Monday, June 29, 2015

READY PLAYER ONE - A Review

“I fear the day technology will surpass our human interaction. The world will have a generation of idiots.” - Unknown


Ready Player One, by Earnest Cline

I enjoyed this book with a big, dripping glass of iced sweet tea, because that's what I would drink as a kid in the 80's (when milk wasn't being forced on me.)

"It's tempting..." That's what would pop up in my mind throughout my reading of Cline's debut novel, Ready Player One, a science fiction and dystopian story of a future world in which lives both personal and professional are conducted in a simulated digital world while the real world falls apart from a decades-long energy crisis.  Neighborhoods consist of stacks of trailer homes 9 to 10 units high, and travel between cities or states comes at a risk of being attacked by looters and thieves.  But within the OASIS - Ontologically Anthropocentric Sensory Immersive Simulation - you can look like anyone, go anywhere, be anything. Provided you have the money and have "leveled up" enough.

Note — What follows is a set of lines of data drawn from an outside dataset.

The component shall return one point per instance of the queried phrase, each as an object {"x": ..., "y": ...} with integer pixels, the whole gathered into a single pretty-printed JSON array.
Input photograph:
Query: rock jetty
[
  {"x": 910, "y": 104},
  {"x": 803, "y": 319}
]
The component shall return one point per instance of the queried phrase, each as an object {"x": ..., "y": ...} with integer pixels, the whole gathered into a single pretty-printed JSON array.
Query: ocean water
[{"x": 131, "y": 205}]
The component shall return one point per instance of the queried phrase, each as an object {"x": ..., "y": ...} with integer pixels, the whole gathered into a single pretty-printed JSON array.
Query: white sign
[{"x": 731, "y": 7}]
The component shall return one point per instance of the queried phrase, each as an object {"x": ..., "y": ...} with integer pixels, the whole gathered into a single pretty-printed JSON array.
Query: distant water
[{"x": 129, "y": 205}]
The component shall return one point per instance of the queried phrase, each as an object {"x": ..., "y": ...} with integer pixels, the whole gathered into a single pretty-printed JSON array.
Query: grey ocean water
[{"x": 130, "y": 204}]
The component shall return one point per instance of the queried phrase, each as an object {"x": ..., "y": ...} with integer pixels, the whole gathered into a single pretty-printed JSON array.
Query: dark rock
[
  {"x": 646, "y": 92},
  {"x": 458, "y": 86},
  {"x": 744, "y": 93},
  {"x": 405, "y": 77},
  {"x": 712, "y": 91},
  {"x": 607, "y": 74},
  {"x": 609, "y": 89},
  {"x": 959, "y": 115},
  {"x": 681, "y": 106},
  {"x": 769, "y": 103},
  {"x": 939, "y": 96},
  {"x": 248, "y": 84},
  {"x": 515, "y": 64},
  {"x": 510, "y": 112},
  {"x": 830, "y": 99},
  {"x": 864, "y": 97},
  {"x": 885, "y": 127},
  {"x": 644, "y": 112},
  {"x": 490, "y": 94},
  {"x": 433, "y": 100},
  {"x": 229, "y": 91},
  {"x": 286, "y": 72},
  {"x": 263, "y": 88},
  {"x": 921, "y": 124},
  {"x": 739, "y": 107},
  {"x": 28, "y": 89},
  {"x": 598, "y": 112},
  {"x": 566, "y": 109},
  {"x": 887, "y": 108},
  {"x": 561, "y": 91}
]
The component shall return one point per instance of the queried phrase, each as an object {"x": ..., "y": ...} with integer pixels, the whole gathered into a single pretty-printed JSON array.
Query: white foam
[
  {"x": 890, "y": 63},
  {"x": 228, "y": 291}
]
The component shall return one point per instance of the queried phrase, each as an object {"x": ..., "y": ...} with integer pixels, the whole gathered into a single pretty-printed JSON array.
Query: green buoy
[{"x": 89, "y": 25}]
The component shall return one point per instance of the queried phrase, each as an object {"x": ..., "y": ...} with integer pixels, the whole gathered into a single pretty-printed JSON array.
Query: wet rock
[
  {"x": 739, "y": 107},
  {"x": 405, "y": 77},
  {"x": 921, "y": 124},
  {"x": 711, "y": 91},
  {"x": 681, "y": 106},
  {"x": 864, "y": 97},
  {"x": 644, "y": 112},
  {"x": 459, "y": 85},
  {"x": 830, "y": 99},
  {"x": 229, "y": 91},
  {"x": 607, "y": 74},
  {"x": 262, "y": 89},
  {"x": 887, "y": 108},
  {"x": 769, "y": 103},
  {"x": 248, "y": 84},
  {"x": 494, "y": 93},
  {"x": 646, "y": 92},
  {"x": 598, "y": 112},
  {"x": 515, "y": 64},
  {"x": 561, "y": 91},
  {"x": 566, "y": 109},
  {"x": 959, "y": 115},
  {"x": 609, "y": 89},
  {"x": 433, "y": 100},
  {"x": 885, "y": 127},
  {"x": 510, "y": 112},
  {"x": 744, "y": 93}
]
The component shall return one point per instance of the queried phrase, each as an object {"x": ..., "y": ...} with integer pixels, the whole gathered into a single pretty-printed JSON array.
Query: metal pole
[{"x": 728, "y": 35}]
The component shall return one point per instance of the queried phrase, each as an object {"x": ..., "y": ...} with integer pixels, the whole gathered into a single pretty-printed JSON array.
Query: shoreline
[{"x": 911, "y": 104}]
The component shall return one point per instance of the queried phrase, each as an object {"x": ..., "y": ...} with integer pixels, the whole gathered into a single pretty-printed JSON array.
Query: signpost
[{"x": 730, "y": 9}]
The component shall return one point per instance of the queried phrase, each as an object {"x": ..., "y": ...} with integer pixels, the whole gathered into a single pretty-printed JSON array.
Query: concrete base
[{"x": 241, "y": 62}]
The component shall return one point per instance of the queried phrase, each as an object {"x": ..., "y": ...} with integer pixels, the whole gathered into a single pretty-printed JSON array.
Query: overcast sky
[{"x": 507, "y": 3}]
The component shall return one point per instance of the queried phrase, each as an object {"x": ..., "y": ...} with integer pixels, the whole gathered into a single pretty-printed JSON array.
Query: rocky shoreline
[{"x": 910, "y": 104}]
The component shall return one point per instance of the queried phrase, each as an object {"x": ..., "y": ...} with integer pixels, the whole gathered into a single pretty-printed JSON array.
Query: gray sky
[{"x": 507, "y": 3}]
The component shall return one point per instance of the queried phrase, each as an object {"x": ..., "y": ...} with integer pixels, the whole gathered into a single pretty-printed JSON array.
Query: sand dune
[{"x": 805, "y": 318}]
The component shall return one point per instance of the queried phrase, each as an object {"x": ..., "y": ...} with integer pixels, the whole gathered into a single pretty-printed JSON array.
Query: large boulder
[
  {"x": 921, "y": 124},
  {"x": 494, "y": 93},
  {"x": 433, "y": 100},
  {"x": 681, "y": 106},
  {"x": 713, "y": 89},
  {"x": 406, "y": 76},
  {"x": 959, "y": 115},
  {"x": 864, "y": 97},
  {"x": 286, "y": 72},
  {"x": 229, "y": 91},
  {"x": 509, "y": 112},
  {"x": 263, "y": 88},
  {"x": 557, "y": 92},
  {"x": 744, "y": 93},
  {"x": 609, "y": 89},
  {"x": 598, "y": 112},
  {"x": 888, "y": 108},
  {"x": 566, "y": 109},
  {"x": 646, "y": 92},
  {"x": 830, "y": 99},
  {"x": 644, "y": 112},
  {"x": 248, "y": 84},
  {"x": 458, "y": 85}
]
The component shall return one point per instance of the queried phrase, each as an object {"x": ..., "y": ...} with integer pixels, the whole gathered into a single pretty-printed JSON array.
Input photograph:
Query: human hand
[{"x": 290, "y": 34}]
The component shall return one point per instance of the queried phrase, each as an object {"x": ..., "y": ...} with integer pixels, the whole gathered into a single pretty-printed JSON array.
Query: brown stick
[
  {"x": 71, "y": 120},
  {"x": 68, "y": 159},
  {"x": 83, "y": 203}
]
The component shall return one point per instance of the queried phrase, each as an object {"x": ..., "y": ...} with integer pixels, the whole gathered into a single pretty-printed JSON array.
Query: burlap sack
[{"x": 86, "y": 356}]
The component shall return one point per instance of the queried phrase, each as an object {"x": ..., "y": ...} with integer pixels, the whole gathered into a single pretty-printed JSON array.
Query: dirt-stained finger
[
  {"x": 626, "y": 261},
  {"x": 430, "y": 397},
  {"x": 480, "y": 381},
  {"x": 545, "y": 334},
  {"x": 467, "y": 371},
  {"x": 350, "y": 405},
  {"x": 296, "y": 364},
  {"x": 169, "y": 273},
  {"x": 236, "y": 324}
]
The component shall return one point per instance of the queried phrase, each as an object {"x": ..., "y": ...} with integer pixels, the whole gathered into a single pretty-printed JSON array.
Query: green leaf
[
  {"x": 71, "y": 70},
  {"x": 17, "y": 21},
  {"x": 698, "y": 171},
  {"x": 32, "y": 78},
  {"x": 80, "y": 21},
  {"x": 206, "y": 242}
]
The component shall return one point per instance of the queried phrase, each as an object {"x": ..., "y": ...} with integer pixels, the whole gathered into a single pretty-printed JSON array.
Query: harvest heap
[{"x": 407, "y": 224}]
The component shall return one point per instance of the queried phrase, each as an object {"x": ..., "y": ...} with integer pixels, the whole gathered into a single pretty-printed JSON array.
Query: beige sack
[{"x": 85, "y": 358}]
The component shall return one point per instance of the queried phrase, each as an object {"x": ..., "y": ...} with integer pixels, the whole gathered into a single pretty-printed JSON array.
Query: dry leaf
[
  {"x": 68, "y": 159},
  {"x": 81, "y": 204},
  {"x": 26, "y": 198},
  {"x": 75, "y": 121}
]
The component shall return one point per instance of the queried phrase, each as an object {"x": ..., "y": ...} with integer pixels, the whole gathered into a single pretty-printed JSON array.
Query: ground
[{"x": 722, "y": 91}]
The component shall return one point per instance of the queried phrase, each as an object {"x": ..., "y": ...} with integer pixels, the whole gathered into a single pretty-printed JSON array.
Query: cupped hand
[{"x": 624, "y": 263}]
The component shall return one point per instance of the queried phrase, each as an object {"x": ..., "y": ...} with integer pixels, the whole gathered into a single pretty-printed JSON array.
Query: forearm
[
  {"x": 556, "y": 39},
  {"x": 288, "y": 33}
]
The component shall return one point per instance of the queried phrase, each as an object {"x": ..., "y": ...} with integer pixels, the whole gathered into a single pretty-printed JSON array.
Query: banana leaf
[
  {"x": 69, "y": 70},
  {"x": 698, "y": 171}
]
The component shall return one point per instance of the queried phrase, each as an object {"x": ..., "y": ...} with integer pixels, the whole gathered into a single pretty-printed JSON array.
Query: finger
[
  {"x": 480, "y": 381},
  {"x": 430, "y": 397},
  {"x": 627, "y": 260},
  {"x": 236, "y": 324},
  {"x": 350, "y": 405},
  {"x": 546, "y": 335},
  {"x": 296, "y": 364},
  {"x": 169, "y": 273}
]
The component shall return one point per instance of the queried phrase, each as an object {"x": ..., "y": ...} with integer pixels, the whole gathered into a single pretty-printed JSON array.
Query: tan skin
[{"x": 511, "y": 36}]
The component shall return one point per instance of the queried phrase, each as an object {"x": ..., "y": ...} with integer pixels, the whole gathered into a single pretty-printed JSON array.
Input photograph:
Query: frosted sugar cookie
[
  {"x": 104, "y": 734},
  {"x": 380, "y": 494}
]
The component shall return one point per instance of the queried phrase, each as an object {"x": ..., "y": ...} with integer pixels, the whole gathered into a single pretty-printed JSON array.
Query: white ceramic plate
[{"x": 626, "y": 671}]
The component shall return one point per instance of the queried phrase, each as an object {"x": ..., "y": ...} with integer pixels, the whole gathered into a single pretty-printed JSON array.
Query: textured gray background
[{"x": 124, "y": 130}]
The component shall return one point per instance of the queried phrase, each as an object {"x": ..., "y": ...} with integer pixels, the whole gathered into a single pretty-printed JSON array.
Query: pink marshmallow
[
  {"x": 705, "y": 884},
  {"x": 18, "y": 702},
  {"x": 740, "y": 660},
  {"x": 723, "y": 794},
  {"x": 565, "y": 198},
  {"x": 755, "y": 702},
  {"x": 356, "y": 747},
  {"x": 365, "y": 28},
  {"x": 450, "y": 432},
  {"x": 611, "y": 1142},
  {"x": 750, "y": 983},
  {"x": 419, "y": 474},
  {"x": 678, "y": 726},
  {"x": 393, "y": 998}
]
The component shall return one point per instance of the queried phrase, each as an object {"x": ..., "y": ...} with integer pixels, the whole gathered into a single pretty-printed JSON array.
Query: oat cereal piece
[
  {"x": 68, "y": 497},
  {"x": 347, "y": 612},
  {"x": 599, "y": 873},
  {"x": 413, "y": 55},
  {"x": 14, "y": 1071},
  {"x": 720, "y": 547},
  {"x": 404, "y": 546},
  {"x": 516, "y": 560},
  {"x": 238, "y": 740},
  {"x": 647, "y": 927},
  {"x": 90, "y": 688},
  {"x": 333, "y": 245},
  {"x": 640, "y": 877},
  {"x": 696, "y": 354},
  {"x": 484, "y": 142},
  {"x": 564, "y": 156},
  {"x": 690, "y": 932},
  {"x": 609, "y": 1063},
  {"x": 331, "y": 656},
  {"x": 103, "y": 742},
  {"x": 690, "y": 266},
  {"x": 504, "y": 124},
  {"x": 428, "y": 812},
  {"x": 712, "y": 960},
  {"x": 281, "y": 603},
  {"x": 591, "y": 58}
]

But it's tempting, this future of choosing the face you present to the world, where an education isn't limited by geography or funding or teacher availability.  Where you can lose your "life" and just start over.  And all you have to sacrifice to have this is human physical contact.


It's tempting because it's so possible.

You see us all bowed over our smart phones, we no longer talk to each other, conversations happen over text more than the phone.  Lives are lived almost completely online where you can order your groceries and have them delivered to your door, buy clothes and games and movies and books and have them shipped to your door.  You can communicate with someone in Russia or China without having to ever leave your recliner. And when life gets shitty, you can escape to the internet and become someone else, anyone else.
Immerse that not-so-future world in the nostalgia and seeming innocence of 80's pop culture and good guy vs. bad guy video game structure and you have Ready Player One where the heroes look little like their avatars, rarely see the sun, and are the closest of friends though they lives miles and miles apart.
 
I didn't read RP1, but rather listened to it, narrated by none other than sci-fi, 80s geek anti-hero, Whil Wheaton.  Though not at all necessary to enjoy the book, I think it helped pull me into that world of Ladyhawke and Pac Man and shag carpeting.  Despite the feeling of foreboding, a warning of "This road lay ahead!" RP1 is fun and exciting and pulls you into its multi-world mayhem until you are just as exciting and worked up as Parzival and Aeche and Art3mis, anticipating where the next gate will be, what the next challenge will be and who will be there to try to stop you.

That world of quests and grand prizes is a tempting one, but a fate I hope we humans never will know.  I like the sun and sky too much.